How many credit scores do I have in India?

You have at least 4 credit scores — one from each RBI-licensed bureau: TransUnion CIBIL, Experian, Equifax, and CRIF High Mark. If you have business credit, you may also have a CIBIL MSME Rank (CMR) on a 1-10 scale. Each score is calculated independently using different algorithms, different data sources, and different update timelines. A 50-100 point difference across bureaus is normal.

7

Does checking my credit score lower it?

No. Checking your own score — whether on cibil.com, Experian, bank apps, or third-party apps like CRED or OneScore — is a soft inquiry with zero impact on your score. You can check all 4 bureau scores on the same day without any effect. Only hard inquiries lower your score by 5-10 points, and those happen only when a lender pulls your report during a formal loan or credit card application.

8

Why is my Experian score higher than my CIBIL score?

Experian weights recent credit behavior more heavily than CIBIL. If you reduced your credit card utilization or cleared a loan in the last 3-6 months, Experian reflects that improvement faster. CIBIL weights long-term consistency over 24-36 months. Also, Experian may have data from fintech lenders showing good repayment that CIBIL has not received.
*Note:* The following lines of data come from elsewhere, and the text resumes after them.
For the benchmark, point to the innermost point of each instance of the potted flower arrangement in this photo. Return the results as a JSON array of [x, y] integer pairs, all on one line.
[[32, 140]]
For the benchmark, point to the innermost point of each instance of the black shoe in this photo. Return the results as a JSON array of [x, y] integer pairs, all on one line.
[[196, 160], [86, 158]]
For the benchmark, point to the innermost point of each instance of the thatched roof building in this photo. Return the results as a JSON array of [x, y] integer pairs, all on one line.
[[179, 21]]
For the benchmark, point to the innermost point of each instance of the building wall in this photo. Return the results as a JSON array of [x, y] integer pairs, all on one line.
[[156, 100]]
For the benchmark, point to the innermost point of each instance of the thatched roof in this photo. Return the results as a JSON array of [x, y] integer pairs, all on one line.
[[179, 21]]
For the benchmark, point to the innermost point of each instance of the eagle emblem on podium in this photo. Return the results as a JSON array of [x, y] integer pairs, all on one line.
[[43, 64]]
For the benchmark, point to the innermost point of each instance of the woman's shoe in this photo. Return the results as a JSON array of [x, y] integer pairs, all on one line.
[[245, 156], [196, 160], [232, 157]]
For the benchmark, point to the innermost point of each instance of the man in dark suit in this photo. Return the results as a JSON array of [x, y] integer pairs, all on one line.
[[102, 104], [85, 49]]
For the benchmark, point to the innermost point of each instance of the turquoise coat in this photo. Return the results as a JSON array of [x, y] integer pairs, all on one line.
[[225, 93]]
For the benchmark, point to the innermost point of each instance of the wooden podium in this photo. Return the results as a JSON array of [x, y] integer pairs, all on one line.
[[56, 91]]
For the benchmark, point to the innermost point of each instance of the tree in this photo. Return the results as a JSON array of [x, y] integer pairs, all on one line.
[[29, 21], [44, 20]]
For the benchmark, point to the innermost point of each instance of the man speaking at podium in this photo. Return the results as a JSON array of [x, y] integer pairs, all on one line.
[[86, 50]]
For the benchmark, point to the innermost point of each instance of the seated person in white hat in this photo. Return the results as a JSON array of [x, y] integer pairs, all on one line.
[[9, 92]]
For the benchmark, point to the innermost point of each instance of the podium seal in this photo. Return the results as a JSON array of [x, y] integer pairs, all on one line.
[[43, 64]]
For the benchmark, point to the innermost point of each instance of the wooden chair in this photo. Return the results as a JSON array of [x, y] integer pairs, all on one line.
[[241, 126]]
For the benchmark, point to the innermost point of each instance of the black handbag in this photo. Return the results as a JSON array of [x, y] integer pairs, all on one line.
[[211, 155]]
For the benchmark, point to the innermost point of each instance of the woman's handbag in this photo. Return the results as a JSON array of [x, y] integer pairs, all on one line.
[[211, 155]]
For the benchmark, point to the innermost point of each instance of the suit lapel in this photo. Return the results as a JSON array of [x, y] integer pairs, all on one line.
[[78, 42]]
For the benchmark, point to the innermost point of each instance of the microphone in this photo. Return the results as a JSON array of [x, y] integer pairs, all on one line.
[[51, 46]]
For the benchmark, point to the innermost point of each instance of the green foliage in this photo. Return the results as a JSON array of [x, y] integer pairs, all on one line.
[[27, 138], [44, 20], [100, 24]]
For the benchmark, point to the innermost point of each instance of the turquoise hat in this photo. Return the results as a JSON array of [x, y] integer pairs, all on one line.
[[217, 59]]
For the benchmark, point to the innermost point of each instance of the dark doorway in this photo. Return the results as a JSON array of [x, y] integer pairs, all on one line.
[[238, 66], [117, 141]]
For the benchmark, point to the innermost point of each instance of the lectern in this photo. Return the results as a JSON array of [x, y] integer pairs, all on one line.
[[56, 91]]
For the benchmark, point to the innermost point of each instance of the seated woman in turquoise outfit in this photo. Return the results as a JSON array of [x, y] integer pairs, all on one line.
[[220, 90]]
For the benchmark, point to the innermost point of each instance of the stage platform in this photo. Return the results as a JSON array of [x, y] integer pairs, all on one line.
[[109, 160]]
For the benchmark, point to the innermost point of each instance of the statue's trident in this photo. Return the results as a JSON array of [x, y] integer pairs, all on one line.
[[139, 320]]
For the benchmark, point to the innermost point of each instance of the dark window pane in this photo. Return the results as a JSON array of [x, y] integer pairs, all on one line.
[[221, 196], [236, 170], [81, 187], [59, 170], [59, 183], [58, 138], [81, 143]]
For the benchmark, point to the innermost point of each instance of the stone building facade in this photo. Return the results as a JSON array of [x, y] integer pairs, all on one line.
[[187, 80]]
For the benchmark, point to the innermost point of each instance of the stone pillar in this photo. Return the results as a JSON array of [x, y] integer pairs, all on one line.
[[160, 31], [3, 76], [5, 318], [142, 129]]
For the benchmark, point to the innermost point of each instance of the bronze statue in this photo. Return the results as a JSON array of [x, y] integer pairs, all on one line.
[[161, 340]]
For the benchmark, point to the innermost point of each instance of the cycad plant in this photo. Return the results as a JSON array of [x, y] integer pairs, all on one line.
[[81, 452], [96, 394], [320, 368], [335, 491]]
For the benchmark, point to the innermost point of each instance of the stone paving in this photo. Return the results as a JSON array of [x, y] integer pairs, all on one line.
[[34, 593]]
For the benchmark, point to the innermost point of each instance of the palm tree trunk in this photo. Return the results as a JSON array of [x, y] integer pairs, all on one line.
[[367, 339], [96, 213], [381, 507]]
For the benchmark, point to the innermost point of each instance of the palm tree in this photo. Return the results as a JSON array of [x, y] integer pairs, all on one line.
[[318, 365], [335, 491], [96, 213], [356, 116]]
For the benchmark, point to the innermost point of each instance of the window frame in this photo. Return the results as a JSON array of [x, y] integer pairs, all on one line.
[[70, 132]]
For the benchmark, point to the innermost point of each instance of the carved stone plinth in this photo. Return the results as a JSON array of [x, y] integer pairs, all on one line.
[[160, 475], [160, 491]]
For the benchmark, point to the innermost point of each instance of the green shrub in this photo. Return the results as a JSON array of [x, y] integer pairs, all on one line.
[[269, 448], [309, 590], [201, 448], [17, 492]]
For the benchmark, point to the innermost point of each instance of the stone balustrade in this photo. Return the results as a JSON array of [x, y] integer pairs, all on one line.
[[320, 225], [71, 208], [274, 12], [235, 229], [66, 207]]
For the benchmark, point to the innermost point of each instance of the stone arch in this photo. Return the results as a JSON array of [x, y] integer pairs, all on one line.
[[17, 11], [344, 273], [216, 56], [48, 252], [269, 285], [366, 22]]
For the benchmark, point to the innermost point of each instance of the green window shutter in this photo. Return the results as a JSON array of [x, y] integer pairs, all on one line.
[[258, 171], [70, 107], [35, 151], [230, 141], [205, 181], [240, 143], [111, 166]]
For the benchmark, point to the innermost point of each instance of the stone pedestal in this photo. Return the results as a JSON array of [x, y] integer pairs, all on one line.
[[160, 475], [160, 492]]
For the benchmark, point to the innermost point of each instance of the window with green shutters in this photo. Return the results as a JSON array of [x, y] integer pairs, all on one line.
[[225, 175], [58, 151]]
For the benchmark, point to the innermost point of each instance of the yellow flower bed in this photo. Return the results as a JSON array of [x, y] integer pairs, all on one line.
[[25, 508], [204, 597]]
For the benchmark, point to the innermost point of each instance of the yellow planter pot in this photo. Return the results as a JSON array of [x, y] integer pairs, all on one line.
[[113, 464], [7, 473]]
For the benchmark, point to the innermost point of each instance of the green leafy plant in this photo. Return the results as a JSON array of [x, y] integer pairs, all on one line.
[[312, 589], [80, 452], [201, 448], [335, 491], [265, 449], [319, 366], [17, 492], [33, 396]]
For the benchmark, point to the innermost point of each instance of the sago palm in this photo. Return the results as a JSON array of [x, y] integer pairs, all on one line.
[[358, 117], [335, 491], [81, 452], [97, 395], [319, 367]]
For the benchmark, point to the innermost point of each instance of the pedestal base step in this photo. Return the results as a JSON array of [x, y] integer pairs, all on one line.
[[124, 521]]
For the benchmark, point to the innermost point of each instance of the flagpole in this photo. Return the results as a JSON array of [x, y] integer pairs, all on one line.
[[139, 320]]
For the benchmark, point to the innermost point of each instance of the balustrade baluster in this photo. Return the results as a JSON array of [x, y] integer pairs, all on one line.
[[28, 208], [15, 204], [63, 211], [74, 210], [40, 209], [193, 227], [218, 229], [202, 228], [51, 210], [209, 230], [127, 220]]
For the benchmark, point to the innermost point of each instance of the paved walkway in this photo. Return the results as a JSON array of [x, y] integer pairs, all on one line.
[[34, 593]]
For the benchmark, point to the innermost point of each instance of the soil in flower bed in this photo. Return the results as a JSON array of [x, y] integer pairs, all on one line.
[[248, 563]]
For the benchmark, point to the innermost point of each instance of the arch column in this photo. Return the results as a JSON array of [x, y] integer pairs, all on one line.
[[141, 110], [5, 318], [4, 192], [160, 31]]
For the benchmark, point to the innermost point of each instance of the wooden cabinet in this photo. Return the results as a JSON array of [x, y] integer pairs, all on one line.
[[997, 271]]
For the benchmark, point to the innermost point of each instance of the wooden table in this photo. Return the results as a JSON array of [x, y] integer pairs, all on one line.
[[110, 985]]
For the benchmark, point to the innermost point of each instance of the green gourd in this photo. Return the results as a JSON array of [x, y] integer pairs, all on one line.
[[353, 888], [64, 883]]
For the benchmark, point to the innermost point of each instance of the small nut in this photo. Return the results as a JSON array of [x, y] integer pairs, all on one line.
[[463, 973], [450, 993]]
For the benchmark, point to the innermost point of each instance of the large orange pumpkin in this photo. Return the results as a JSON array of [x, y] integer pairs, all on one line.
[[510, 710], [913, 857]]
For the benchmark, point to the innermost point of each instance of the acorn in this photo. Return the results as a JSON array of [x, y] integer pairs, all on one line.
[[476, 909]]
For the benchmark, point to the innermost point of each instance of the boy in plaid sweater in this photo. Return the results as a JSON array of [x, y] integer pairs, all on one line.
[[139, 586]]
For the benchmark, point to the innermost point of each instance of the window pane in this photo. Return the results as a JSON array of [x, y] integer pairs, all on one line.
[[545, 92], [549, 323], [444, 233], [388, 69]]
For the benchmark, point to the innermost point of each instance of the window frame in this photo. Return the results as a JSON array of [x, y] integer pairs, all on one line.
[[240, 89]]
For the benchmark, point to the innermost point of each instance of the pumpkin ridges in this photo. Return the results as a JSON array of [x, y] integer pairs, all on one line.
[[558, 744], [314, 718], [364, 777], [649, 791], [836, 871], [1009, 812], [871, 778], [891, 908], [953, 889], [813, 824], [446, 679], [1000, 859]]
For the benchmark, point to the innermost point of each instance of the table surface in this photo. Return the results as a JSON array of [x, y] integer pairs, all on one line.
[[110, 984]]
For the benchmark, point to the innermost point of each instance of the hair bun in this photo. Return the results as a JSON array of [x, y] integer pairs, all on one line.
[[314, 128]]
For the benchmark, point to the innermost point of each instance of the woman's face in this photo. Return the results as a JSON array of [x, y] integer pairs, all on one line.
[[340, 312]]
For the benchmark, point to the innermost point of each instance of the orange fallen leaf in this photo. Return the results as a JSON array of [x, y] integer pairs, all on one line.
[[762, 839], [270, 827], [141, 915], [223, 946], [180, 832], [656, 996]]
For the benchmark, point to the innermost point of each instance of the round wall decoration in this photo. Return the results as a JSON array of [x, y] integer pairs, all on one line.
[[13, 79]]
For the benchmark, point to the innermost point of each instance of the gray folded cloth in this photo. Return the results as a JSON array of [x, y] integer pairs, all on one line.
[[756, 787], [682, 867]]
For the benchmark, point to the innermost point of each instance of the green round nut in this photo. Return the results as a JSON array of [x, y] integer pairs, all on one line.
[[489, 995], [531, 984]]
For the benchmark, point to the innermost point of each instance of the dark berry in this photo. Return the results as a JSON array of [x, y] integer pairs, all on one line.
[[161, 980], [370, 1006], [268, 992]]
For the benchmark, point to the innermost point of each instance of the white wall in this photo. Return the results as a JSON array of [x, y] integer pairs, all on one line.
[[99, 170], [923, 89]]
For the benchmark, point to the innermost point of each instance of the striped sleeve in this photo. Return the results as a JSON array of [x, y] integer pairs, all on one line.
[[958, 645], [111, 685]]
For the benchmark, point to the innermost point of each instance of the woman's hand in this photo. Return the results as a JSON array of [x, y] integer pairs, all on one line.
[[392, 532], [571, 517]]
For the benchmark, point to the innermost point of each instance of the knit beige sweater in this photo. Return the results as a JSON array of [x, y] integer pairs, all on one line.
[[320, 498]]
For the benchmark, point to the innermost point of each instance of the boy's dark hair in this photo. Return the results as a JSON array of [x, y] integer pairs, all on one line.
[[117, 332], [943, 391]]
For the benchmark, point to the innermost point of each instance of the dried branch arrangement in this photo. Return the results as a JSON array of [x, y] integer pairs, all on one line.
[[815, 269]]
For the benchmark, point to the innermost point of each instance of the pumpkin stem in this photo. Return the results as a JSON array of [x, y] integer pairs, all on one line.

Different data plus different weighting equals different scores.

9

Is CIBIL a government body or private company?

CIBIL is a private company — TransUnion CIBIL Limited, majority-owned by TransUnion (a US-based global credit bureau). It is not a government body and has no regulatory authority. RBI regulates all 4 credit bureaus under the Credit Information Companies (Regulation) Act, 2005. All 4 bureaus hold equal legal standing under RBI — no bureau is officially preferred over another, despite CIBIL's market dominance.

10

How often is my credit score updated at each bureau?

Under RBI rules effective January 2025, lenders must report data to all 4 bureaus every 15 days (on the 15th and last day of each month). Bureaus must process incoming data within 5 calendar days. Previously, reporting could be monthly or quarterly. This means your positive actions (loan closure, on-time payments) now reflect in your score within approximately 20 days instead of the earlier 60-90 days. Large banks like SBI and HDFC often report weekly.

11

If I fix an error on CIBIL, does it automatically fix on Experian and other bureaus?

No. Each bureau maintains independent databases. A dispute filed with CIBIL only corrects your CIBIL report. If the same error exists on Experian, Equifax, or CRIF High Mark, you must file separate disputes with each bureau individually. Each bureau has its own 30-day resolution deadline. Under RBI rules, if a dispute is not resolved within 30 calendar days, the lender must pay Rs 100 per day compensation to you.

12

Which credit score app should I use to check all 4 bureau scores?

No single app shows all 4 bureau scores. OneScore shows CIBIL + Experian. CRED shows CIBIL (via TransUnion). Paisabazaar shows Experian. For Equifax and CRIF High Mark, you need to check their official websites (equifax.co.in and crifhighmark.com) directly. Each bureau offers 1 free report per year. For a complete picture, use the quarterly stagger strategy: CIBIL in Q1, Experian in Q2, Equifax in Q3, CRIF in Q4.

Disclaimer: This information is for educational purposes only and does not constitute financial advice. Credit scores are calculated by credit bureaus (CIBIL, Experian, Equifax, CRIF) using proprietary models. Score ranges and factors may vary by bureau. Check your credit report directly from RBI-licensed credit bureaus for accurate information.